Americans Support Religious Freedom For Christians — For Muslims, Not So Much, According To New Poll


Americans, by and large, support religious freedom — for Christians and Jews, that is. But when it comes to Muslim religious freedom, they’re considerably less enthusiastic, according to a new poll.

As the Christian Science Monitor reports, a new poll by the Associated Press-NORC (National Opinion Research Center) Center for Public Affairs Research reveals starkly different attitudes among Americans when it comes to protecting the religious freedoms of Christians, Jews, Muslims, and other religious groups.

muslim religious freedom
Americans support less religious freedom for Jews than for Christians, less still for Muslims. [Image via Shutterstock/VenturaStock]

Eighty-two percent of Americans say it’s “very important” or “extremely important” for the religious freedom of Christians to be protected, 72 percent say the same for Jews, and 62 percent believe Muslim religious freedom is important. Sixty-three percent believe it’s important to protect the religious freedom of people who practice no religion.

Only 55 percent of Americans say the government is doing a “somewhat good” or “very good” job of protecting religious freedom.

Christian Science Monitor writer Stacy Teicher Khadaroo opines that the difference of opinion among Americans when it comes to the religious freedom of Muslims and Jews versus Christians demonstrates that America has not always lived up to the ideals of the First Amendment to the Constitution – that is, that the government can neither endorse a religion nor prohibit people from exercising it.

Muslim religious freedom
The First Amendment guarantees the religious freedom of ALL religions. [Image via Shutterstock/andrea crisante]
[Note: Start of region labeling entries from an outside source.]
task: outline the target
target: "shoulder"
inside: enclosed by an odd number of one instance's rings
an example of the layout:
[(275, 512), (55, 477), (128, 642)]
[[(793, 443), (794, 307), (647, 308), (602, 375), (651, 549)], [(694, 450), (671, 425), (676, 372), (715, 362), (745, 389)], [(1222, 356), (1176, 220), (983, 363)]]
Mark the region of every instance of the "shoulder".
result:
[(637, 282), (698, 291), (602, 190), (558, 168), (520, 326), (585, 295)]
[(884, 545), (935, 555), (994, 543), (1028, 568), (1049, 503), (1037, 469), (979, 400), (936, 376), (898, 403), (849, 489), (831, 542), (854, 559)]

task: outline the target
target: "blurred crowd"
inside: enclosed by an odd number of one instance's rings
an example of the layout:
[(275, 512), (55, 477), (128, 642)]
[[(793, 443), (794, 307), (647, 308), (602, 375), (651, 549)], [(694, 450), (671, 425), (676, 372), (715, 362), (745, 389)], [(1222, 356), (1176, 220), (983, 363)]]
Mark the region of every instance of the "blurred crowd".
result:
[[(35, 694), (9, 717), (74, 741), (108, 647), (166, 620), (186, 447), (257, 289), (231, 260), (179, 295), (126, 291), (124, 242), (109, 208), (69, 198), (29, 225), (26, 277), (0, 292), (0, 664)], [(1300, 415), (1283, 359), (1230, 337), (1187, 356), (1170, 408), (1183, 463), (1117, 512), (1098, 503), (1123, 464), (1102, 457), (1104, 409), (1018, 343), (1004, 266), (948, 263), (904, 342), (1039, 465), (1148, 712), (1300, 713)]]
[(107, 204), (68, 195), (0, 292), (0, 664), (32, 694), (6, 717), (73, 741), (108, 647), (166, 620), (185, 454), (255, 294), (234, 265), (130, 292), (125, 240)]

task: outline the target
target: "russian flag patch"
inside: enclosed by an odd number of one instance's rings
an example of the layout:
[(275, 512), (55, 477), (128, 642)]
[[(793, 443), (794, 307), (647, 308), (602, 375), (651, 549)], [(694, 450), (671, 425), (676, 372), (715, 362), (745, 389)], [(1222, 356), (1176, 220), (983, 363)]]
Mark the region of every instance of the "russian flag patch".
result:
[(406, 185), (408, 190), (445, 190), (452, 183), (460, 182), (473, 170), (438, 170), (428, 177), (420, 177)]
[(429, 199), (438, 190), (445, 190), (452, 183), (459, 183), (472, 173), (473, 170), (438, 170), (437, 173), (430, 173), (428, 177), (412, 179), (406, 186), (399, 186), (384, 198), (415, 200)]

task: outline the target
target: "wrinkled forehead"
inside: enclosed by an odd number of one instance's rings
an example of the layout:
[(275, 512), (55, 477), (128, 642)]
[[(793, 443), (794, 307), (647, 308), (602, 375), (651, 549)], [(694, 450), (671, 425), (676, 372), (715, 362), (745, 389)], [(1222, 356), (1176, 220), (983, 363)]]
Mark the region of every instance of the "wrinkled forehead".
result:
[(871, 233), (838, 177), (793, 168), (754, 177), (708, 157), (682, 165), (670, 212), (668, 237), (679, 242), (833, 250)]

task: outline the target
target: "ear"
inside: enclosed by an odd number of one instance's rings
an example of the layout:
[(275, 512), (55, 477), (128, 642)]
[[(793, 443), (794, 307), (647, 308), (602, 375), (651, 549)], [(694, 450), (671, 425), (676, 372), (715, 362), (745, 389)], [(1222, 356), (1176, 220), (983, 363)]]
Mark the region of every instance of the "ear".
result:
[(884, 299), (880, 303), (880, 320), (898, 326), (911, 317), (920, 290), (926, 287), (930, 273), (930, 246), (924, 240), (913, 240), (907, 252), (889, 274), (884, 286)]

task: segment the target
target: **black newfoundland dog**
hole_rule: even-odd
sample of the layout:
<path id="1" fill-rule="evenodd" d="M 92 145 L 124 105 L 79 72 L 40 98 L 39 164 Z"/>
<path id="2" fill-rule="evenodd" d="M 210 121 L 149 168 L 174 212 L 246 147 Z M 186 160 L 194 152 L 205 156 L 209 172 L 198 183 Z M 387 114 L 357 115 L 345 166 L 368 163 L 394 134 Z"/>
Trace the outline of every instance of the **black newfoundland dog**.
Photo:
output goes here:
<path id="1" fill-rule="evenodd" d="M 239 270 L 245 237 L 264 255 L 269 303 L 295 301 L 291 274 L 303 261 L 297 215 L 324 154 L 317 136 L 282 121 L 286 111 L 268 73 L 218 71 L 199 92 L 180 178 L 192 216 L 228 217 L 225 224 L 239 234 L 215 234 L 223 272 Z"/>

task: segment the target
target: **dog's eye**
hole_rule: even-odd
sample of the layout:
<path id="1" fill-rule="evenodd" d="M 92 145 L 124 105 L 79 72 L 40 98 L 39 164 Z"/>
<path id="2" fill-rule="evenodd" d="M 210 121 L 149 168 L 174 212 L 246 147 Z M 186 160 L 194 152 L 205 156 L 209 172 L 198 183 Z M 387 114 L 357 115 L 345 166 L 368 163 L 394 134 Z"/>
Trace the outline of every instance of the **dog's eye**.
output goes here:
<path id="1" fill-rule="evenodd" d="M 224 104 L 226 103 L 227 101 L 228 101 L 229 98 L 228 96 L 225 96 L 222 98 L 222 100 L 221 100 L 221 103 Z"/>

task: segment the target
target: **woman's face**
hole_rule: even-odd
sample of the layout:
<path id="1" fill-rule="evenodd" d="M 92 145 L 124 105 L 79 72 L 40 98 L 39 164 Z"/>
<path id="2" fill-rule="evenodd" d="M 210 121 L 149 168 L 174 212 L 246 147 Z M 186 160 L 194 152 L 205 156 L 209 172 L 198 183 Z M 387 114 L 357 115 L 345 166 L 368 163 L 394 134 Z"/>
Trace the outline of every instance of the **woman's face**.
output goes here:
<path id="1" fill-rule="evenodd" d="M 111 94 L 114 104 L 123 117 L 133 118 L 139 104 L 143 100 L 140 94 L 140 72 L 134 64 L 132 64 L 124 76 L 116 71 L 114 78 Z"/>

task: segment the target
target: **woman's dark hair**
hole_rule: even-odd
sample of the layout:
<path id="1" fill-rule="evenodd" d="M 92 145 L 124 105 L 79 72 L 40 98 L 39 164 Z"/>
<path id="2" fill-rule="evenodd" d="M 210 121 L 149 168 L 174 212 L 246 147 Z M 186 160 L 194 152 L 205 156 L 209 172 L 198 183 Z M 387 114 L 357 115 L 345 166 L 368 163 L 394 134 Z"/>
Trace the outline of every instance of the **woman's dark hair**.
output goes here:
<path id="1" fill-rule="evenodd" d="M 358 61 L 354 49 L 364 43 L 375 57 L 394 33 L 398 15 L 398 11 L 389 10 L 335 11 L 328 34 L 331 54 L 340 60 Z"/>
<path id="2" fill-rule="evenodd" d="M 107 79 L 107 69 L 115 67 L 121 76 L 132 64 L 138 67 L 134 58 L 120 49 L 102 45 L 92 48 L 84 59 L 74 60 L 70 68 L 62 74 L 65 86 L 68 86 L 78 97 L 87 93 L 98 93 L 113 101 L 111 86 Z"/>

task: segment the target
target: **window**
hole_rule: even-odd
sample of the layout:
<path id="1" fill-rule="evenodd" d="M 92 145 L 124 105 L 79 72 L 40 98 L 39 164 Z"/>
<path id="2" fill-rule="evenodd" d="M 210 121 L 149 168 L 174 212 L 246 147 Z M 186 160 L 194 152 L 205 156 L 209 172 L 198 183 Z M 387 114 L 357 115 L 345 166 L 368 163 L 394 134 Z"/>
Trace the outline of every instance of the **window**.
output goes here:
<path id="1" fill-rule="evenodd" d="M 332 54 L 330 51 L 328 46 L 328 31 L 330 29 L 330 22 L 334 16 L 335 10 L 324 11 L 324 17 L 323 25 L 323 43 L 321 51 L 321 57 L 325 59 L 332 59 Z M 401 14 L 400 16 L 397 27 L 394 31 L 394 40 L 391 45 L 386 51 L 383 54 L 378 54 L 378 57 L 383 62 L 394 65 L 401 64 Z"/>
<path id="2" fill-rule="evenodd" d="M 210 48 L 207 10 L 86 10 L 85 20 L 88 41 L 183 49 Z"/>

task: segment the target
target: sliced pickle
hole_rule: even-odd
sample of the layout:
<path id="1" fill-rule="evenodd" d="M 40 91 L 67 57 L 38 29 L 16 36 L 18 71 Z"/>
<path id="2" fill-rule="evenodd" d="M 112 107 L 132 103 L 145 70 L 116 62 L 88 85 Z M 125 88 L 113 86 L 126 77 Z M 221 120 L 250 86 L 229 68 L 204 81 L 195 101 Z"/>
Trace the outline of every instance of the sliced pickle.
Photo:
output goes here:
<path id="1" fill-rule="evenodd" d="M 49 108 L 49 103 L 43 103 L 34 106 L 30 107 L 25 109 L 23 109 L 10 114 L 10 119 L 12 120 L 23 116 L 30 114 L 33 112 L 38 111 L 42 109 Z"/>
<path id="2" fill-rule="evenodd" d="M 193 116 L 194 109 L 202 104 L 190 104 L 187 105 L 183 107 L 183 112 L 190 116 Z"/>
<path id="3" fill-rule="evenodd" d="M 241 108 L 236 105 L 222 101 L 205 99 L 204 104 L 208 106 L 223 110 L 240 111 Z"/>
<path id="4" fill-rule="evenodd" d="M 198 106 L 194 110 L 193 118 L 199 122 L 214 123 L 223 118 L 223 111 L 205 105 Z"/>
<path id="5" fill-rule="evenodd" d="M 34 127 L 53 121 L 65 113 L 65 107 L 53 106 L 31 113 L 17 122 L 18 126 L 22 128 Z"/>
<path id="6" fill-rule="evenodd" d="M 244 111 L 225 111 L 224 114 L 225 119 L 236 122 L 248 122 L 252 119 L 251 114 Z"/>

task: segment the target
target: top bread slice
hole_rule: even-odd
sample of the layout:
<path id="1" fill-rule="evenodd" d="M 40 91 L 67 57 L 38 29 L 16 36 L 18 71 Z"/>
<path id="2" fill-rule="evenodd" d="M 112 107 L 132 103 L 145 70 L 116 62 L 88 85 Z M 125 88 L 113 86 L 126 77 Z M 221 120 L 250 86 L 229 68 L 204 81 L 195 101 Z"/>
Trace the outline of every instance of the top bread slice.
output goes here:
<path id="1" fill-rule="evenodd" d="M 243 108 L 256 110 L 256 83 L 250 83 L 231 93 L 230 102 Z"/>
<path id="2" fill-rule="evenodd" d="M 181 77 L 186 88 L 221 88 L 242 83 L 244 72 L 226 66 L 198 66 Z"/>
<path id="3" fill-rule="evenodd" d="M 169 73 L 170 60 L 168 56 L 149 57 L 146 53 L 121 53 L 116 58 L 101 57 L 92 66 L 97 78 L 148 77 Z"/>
Further, says Khadaroo, the poll raises concerns about how long religious liberty can survive in American when four in 10 Americans don’t believe religious liberty is important at all.

Madihha Ahussain, an attorney for Muslim Advocates, a California-based civil rights group, believes the timing of the poll may have influenced the results. The poll was conducted December 10 through 13, barely a month after Islamist terrorists killed 130 people in Paris and just a couple of weeks after Islamist terrorists killed 14 people in San Bernardino.

“These numbers seem to be part of a growing climate of anti-Muslim sentiment in the United States. This climate of hatred has contributed to dozens of incidents of anti-Muslim violence in recent weeks.”

Anti-Muslim sentiment in the United States has, indeed, been higher in the past few months than it was even after the September 11, 2001, terrorist attacks in New York, Washington, and Pennsylvania, according to a December 12 report in the Guardian. Several offenses against Muslims have taken place since Paris, ranging from the subtle (such as a Georgia teacher asking a 13-year-old Muslim girl if she had a bomb in her backpack) to the felonious (such as two Muslim women in Florida being shot at and run off the road).

However, Douglas Laycock, a scholar of religious liberty at the University of Virginia School of Law, says that American history has shown over the centuries that the Christian majority in America is interested in protecting its own liberties but not for other minority religious groups.

“‘Liberty for me but not for thee’ is a very longstanding and widespread fallacy. The Puritans came to America for religious liberty, but immediately decided that they meant religious liberty only for themselves… There were huge fights between Catholics and Protestants in the nineteenth century, and outright persecution of Mormons. Now Jews are clearly inside the circle of religious liberty, and Muslims, Buddhists, Hindus, and nonbelievers are on the perimeter, protected in law but not so much in public opinion.”

Eric Rassbach, an attorney with the Becket Fund for Religious Liberty, in remarks via the Saint Louis Post-Dispatch, cautions that restricting the liberty of others – Muslims or other religious minorities – can lead to your own religious liberty being restricted.

“If somebody else’s religion is being limited by the government, yours is liable to be limited in the same way. Even if you only care about your own particular group, you should care about other groups, too, because that’s the way the law works.”